Over time, with grace, we adjust to many changes
The summer after I finished first grade, we moved from our cozy parsonage in Berea to a trailer park in a blue-collar Ohio town.
My minister dad had embarked on another of his periodic pilgrimages to the Buckeye State, where he hoped to convert heathen northerners to the Southern Baptist faith and, in this case, also establish himself in a new, bi-vocational calling as a school guidance counselor.
While the summer lasted, our move didn’t seem so bad.
I’d ride my bike down the trailer park’s narrow streets to the park’s office. There, I’d buy myself a Barq’s root beer from a machine. I’d tool back and forth across the trailer park’s lanes, steering with one hand, a bottle dangling by its long neck from my other hand.
I bought Barq’s because the bottles were shaped like beer bottles. Even at 7, I knew the Baptists’ tee-totaling ways weren’t for me. I’d pedal and pretend I was driving a souped-up hot rod while drinking a cold brew. A secret, prepubescent rebel.
Where I’d gotten this image — me in a fast car with a cold beer — I can’t say, since none of the adults around me were partiers. I knew what I wanted, though, and imagined I’d have it for real when I was grown and no longer held hostage by fun-stifling Bible thumpers.
Then summer ended. The opening day of school came. Second grade.
My mom delivered me to my new classroom. I can still see, more than a half-century later, how it appeared to me: high, shadowy ceilings; everything dim and colorless; a roomful of bobbing, boisterous kids I didn’t know; a strange teacher instead of my beloved Mrs. Tincher from first grade.
When my mother turned to leave, I suddenly felt unmoored, bereft, terrified. I burst into tears, ran after Mom. I clung to her legs and begged her to take me home.
She tried to reassure me.
She tried to leave again. Again, I erupted into sobs and locked my arms around her.
This went on several more times.
“I’m sorry,” I remember Mom saying to the teacher. “He’s never done this before.”
She left, and I sat at my desk crying, while the other kids stared at me.
For months, this drama became our daily ritual.
In the mornings as I ate breakfast and got dressed, my mother would let our grainy black-and-white television play, mainly to distract me, I imagine.
It had the opposite effect. There was a kids’ show out of Cincinnati called The Skipper Ryle Show, or maybe it was the other local show, The Uncle Al Show, but at some point in the program this show would play a song that went, “Bend and stretch, reach for the stars. There goes Jupiter, here comes Mars.”
When I heard that tune, I knew it was time for school — and I’d break down again. I can still hear that song in my head.
This went on and on, through much of the fall. I’d weep at home. I’d weep at school. I’d lie awake at night, dreading the morning.

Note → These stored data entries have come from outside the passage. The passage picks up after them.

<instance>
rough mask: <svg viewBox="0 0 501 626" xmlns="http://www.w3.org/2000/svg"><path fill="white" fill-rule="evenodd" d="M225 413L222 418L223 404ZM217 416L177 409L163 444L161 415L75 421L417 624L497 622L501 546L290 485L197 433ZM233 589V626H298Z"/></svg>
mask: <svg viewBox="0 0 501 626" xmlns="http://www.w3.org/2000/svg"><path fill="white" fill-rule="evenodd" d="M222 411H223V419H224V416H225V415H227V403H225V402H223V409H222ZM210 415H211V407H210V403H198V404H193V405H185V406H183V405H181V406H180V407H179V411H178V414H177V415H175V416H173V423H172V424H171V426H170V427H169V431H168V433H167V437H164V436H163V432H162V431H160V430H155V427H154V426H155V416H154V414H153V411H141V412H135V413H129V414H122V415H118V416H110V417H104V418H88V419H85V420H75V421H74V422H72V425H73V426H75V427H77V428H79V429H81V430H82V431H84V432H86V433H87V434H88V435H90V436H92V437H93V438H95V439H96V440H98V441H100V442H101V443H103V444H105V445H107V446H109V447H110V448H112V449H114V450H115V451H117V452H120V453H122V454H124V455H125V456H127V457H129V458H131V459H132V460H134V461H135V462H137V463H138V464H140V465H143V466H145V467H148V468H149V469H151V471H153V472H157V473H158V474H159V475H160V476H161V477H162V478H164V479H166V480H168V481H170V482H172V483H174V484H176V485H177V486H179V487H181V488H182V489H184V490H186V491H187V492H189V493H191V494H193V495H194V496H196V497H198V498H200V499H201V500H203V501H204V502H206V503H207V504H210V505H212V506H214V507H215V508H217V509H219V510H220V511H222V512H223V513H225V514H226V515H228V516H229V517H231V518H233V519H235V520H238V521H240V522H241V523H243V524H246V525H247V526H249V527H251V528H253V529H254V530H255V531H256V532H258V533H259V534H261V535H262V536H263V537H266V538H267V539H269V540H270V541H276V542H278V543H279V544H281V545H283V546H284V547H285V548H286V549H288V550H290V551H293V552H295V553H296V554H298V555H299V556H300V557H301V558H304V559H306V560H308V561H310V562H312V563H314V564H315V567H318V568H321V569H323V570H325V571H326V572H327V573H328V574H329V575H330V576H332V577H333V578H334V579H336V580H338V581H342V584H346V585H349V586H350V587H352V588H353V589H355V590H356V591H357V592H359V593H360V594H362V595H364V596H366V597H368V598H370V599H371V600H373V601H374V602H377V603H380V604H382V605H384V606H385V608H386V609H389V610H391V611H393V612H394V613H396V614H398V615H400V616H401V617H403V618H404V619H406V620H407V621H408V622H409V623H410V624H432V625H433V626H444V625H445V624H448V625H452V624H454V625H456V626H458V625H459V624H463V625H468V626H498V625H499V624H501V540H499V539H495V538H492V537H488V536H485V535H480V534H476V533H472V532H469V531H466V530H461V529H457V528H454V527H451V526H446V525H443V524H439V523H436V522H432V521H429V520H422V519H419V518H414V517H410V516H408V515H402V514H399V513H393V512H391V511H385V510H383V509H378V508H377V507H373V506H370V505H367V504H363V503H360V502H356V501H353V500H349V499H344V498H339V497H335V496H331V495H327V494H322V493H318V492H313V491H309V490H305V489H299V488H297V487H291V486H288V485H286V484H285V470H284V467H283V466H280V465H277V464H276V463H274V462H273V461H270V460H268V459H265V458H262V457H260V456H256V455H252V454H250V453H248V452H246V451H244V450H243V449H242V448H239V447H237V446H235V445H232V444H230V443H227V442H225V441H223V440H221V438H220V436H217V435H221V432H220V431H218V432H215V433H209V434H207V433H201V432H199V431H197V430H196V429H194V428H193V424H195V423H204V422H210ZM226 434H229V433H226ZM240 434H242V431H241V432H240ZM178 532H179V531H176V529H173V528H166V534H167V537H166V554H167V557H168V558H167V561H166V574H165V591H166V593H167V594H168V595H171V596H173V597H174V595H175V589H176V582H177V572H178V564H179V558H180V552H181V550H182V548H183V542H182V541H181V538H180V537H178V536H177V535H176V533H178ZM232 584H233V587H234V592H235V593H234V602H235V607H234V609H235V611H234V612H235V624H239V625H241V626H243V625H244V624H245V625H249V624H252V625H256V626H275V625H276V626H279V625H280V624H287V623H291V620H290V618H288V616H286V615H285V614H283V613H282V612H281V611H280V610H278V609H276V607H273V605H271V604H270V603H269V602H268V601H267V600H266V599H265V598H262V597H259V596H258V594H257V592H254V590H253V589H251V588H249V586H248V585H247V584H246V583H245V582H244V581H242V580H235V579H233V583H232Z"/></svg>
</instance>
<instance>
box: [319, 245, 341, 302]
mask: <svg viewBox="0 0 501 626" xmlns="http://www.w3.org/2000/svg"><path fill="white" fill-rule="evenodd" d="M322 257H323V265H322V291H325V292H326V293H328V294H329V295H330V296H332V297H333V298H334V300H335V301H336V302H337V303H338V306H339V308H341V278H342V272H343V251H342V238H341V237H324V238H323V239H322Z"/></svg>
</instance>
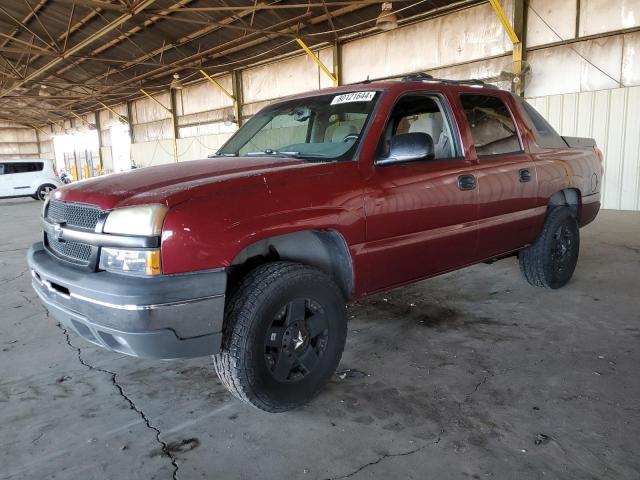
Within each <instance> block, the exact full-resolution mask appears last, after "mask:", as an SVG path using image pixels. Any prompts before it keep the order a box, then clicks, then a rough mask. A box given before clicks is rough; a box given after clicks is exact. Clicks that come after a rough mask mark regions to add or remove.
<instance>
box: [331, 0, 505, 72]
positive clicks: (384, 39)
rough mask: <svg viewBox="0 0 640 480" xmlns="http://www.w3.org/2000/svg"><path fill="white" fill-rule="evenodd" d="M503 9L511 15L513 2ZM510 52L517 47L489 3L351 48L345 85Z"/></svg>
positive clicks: (343, 62) (424, 23) (401, 31)
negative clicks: (512, 43)
mask: <svg viewBox="0 0 640 480" xmlns="http://www.w3.org/2000/svg"><path fill="white" fill-rule="evenodd" d="M503 5H504V7H505V10H506V11H507V13H508V15H511V11H512V9H513V2H512V1H510V0H509V1H507V2H503ZM510 50H511V43H510V42H509V40H508V38H507V37H506V34H505V32H504V29H503V27H502V25H501V24H500V22H499V21H498V18H497V17H496V14H495V12H494V11H493V9H492V8H491V6H490V5H489V4H488V3H487V4H483V5H479V6H476V7H473V8H469V9H466V10H461V11H459V12H455V13H452V14H450V15H445V16H442V17H438V18H434V19H431V20H427V21H425V22H420V23H416V24H414V25H409V26H406V27H402V28H398V29H396V30H392V31H390V32H385V33H381V34H378V35H373V36H371V37H366V38H363V39H360V40H355V41H353V42H349V43H347V44H345V45H344V47H343V50H342V64H343V66H342V69H343V81H344V82H345V83H351V82H356V81H360V80H365V79H366V78H367V77H370V78H380V77H385V76H389V75H397V74H402V73H407V72H414V71H418V70H430V69H434V68H437V67H440V66H446V65H454V64H458V63H462V62H469V61H473V60H479V59H482V58H486V57H491V56H495V55H500V54H502V53H505V52H506V51H510Z"/></svg>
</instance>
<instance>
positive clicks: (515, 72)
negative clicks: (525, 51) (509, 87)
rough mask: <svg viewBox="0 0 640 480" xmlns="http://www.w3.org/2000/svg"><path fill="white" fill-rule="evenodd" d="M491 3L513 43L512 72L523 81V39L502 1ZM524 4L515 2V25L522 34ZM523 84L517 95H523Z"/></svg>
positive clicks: (523, 45) (514, 7) (523, 47)
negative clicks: (511, 23) (510, 21)
mask: <svg viewBox="0 0 640 480" xmlns="http://www.w3.org/2000/svg"><path fill="white" fill-rule="evenodd" d="M489 3H490V4H491V6H492V7H493V10H494V12H495V13H496V15H497V17H498V19H499V20H500V23H502V26H503V27H504V29H505V31H506V32H507V36H508V37H509V40H511V43H512V44H513V54H512V72H513V73H514V75H516V77H514V78H518V80H521V78H520V74H521V73H522V60H523V51H524V45H523V42H522V39H521V38H520V37H519V36H518V33H517V32H516V29H515V28H514V27H513V26H511V23H510V22H509V18H508V17H507V14H506V13H505V11H504V9H503V8H502V5H500V1H499V0H489ZM524 3H525V2H524V0H514V12H516V13H515V15H514V24H516V22H517V23H518V26H517V28H518V29H519V30H520V32H521V34H522V33H523V32H524V31H525V25H524V18H525V17H524V15H525V13H524V8H525V5H524ZM521 83H522V82H520V81H519V82H518V83H517V84H516V93H517V94H518V95H521V94H522V93H523V91H524V90H523V88H522V87H523V86H522V85H521Z"/></svg>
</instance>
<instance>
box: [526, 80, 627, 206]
mask: <svg viewBox="0 0 640 480" xmlns="http://www.w3.org/2000/svg"><path fill="white" fill-rule="evenodd" d="M529 101H530V102H531V104H532V105H533V106H535V107H536V108H537V109H538V111H539V112H540V113H541V114H542V115H544V116H545V117H546V118H547V120H549V122H550V123H551V124H552V125H553V126H554V128H556V129H557V130H558V132H559V133H560V134H561V135H568V136H578V137H590V138H595V139H596V142H597V144H598V146H599V147H600V148H601V149H602V151H603V153H604V157H605V177H604V184H603V189H602V199H603V208H613V209H622V210H640V87H628V88H615V89H610V90H601V91H596V92H583V93H570V94H565V95H554V96H547V97H538V98H532V99H530V100H529Z"/></svg>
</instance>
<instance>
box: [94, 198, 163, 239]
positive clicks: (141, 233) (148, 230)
mask: <svg viewBox="0 0 640 480" xmlns="http://www.w3.org/2000/svg"><path fill="white" fill-rule="evenodd" d="M166 214H167V207H165V206H164V205H138V206H135V207H124V208H117V209H115V210H113V211H112V212H111V213H109V215H108V216H107V221H106V222H105V224H104V229H103V231H104V232H105V233H119V234H121V235H144V236H150V237H153V236H158V235H160V233H162V222H163V221H164V217H165V215H166Z"/></svg>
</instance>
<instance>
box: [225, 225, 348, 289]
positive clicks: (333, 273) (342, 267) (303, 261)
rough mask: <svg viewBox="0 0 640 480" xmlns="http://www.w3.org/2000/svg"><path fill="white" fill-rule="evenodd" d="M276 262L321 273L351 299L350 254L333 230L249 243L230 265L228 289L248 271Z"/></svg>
mask: <svg viewBox="0 0 640 480" xmlns="http://www.w3.org/2000/svg"><path fill="white" fill-rule="evenodd" d="M277 260H289V261H292V262H298V263H303V264H305V265H311V266H313V267H316V268H318V269H319V270H322V271H323V272H325V273H326V274H327V275H329V276H330V277H331V278H332V279H333V280H334V281H335V282H336V284H337V285H338V286H339V287H340V290H341V291H342V294H343V295H344V297H345V299H347V300H348V299H349V298H351V292H352V291H353V267H352V263H351V255H350V254H349V248H348V247H347V243H346V241H345V239H344V237H343V236H342V235H341V234H340V233H339V232H337V231H335V230H305V231H302V232H294V233H289V234H286V235H278V236H275V237H271V238H267V239H264V240H260V241H258V242H256V243H252V244H251V245H249V246H247V247H245V248H244V249H243V250H242V251H240V253H238V255H236V257H235V258H234V260H233V262H232V263H231V268H230V274H229V282H228V285H229V286H228V288H232V287H233V285H235V284H236V283H237V281H238V280H239V279H240V278H242V277H243V276H244V275H245V274H246V273H247V272H248V271H249V270H253V269H254V268H256V267H257V266H259V265H262V264H264V263H267V262H272V261H277Z"/></svg>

It got so bad my parents discussed sending me back to Berea to live with family friends.
This was my first experience with trauma. Being uprooted from my previous school and friends broke something inside me. Nobody, including me, could fix it.
Yet it got fixed. That’s the other half of the story.
One day, as the school year plodded along, I realized I wasn’t crying anymore.
Then, after a while longer, I wasn’t even particularly sad.
Then I felt pretty happy. I’d made a buddy, Todd. I’d even got myself a little girlfriend (Jerri, if I recall). I didn’t think much anymore about Mrs. Tincher or my previous classmates or Kentucky.
Ohio had become normal to me.
In the more than 50 years since, I’ve experienced my share of additional traumas, far worse ones. I’ve found that among the great gifts life gives us is the ability to adjust to almost anything. The end of a first love affair. A job setback. A scary illness. The death of a parent. The loss of a spouse.
You sag beneath some heartbreak you’re sure will crush you. You lie awake in the night, weeping on your sheets. You pine all day. Your soul wastes away.
Then, mysteriously, you come back. You never forget the losses. You’re never quite the same. But eventually, almost without recognizing it, you start moving forward.
Part of this recovery, I suppose, is simply the passing of time. Your pain dims, becomes at least bearable, as your memories fade.
Another part of it, I think, is a sort of grace at work within us humans. Just as we’re imbued with the ability to feel pain, we’re also imbued with a counterbalancing sense of hope. We suffer a tragedy, but then, find ourselves believing again, in spite of all evidence, that the future might be better. Which makes this new day bearable.
It’s just part of who we are, of how the Lord made us. We survive on hope.